How Anyone Can Explore Mars Through Virtual Reality

NASA has teamed up with Fusion and MIT to create a virtual reality experience that puts users on Mars.Fusion/NASA

Fusion, MIT, and NASA are collaborating on a VR experience that will place users on Mars long before real astronauts reach the Red Planet in the 2030s.

Although NASA isn’t planning on sending astronauts to Mars until the 2030s, anyone with a virtual reality headset will be able to walk on the Red Planet next year.

The Mars 2030 Experience, a collaboration across NASA, Fusion, and MIT’s Space Systems Laboratory, will debut in March 2016 at the South by Southwest conference in Austin, Texas.

The free virtual reality experience will be playable on Google Cardboard, Facebook’s Oculus Rift, and Samsung Gear VR. Versions of the experience also are expected to launch on PlayStation VR and HTC Vive in the future.

 Jason Crusan, director of advanced exploration systems at NASA, says the space agency already uses virtual reality technology in astronaut training and spacecraft simulations, so it was logical to extend that successful model to inspire and educate the next generation of space explorers and scientists.

“We saw this as an opportunity to share elements of our human Mars surface exploration concepts using today’s advanced virtual reality technologies,” Crusan says.

Justin Sonnekalb, a technical designer at Irrational Games who is working on this project, says the game play experience will allow users to walk or drive the Mars Rover prototype across several square miles of actual Martian terrain while pursuing research-oriented mission goals. More details about the experience will be revealed during a SXSW panel, which will explore the intersection of science, education, and technology.

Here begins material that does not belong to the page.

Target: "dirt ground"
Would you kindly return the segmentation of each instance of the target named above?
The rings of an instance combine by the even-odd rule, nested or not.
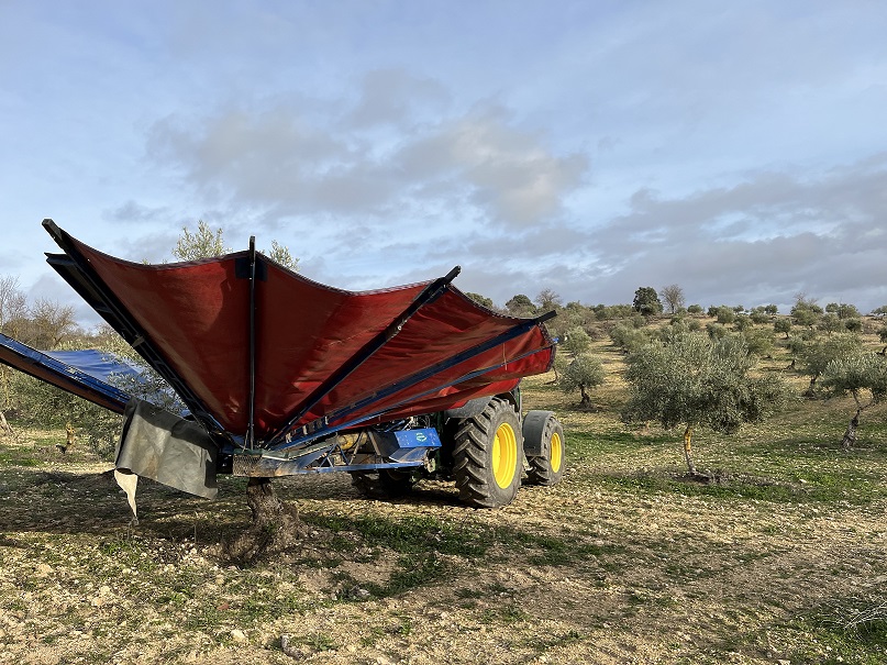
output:
[[[883,495],[633,490],[609,479],[674,475],[678,447],[589,448],[586,428],[566,419],[561,485],[501,510],[437,481],[390,501],[346,475],[275,481],[306,533],[252,567],[223,554],[241,479],[215,501],[143,483],[134,527],[109,464],[0,440],[0,664],[887,663],[829,641],[887,588]]]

One thing that has been revealed is that this virtual reality version of Mars will be different from Hollywood interpretations. Sonnekalb says when people play The Mars 2030 Experience they will be seeing the team’s best efforts to re-create what it would look like if someone was actually standing on Mars today.

“We’ve been taking enormous care to provide the most realistic Martian environment possible, using real topographic data and accurate color reference,” Sonnekalb says. “Most images from Mars are either raw data that hasn’t been color-corrected to match human eyesight, or has been tuned to reflect Earth’s lighting conditions because it both affords greater visual contrast and appears more natural. There’s something inherently cool about the authenticity of that, particularly with the additional immersion afforded by VR.”